I recall a manufacturing company in Columbia, SC that was making a dress line for an outlet mall chain. The president of the company had a nasty gambling habit and owed the mob several hundred thousand dollars from Atlantic City gambling debts (I was brought in because he took his eye off the ball). To pay his debt, he was operating some special sales on nights and weekends when the plant was closed. He would simply pull a truck right up to the warehouse, load merchandise onto it and sell it to the mob at a discount; they would apply that against his debt.

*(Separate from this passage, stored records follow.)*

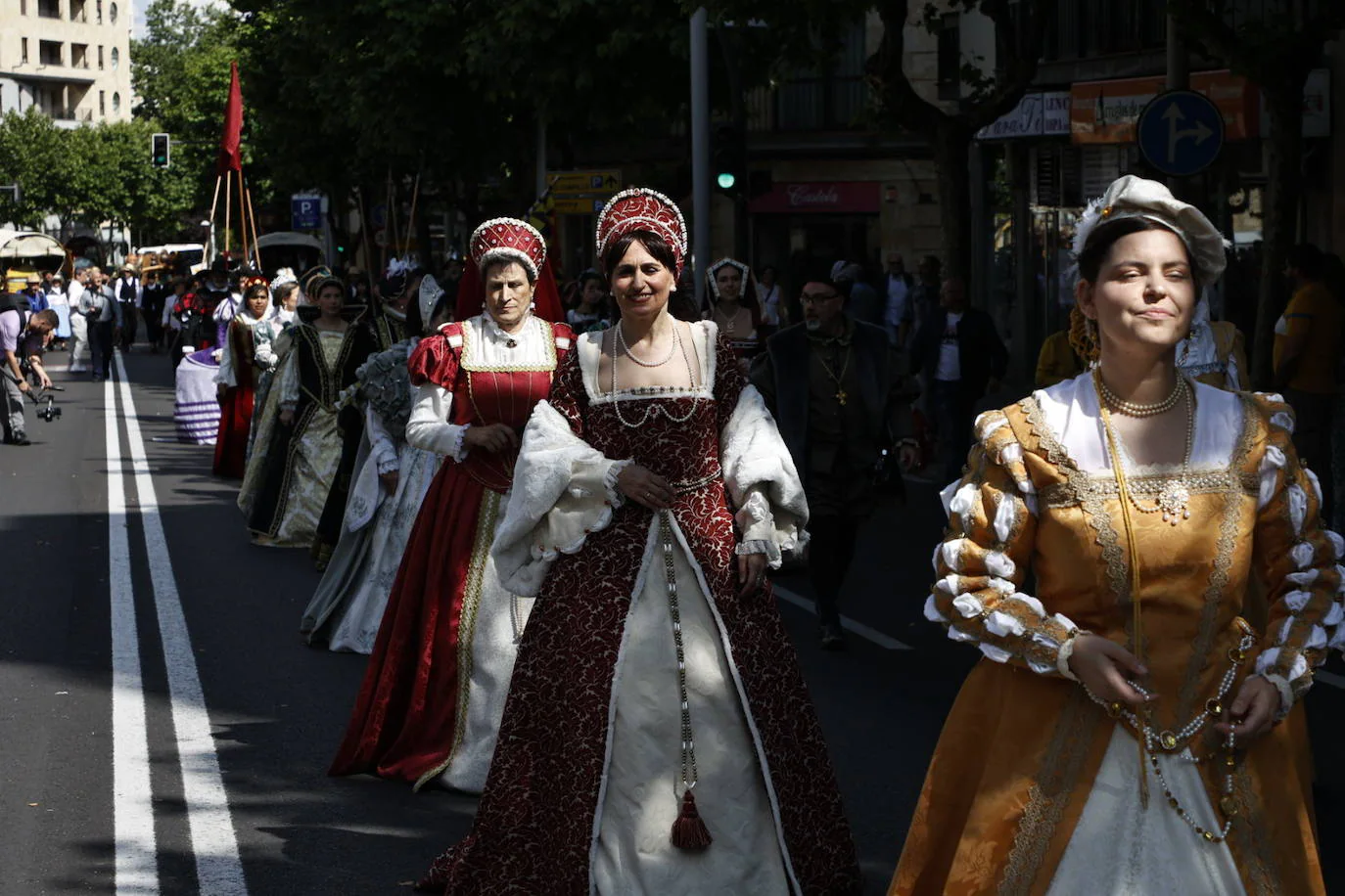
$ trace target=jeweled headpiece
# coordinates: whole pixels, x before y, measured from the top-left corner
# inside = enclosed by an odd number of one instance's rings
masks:
[[[603,208],[597,216],[597,254],[607,254],[607,247],[636,230],[658,234],[672,247],[677,259],[675,275],[682,274],[686,258],[686,219],[682,210],[660,192],[638,187],[623,189]]]
[[[546,262],[546,239],[525,220],[492,218],[472,231],[468,251],[477,271],[492,262],[511,261],[522,265],[535,281]]]
[[[1228,240],[1202,211],[1171,195],[1157,180],[1126,175],[1112,181],[1099,199],[1088,203],[1075,228],[1075,258],[1088,246],[1088,238],[1104,223],[1122,218],[1145,218],[1177,234],[1190,253],[1201,286],[1220,278],[1228,266]]]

All of a sudden our shrinkage went way up, and I had to figure out what happened – but I couldn’t. To date he had been a good president, and he ran a tight ship. I couldn’t figure out what it was that was ravaging the shrinkage numbers, but something wasn’t sitting right with me, and even though it seemed dramatic, I had to trust my instincts. Thus, I hired a private detective to spy on the warehouse just in case there was something I was missing. I expected to find some miscellaneous and uncoordinated left that I was just otherwise missing, but what I learned was the magnitude of the operation going on behind my back.
As in all fraud cases, I’m glad I trusted my instincts and hired a private investigator. And that’s the advice I want to leave you with regarding fraud: trust your instincts.
Have you ever trusted your instincts only to find exactly what you feared? Have you not trusted your instincts to your detriment?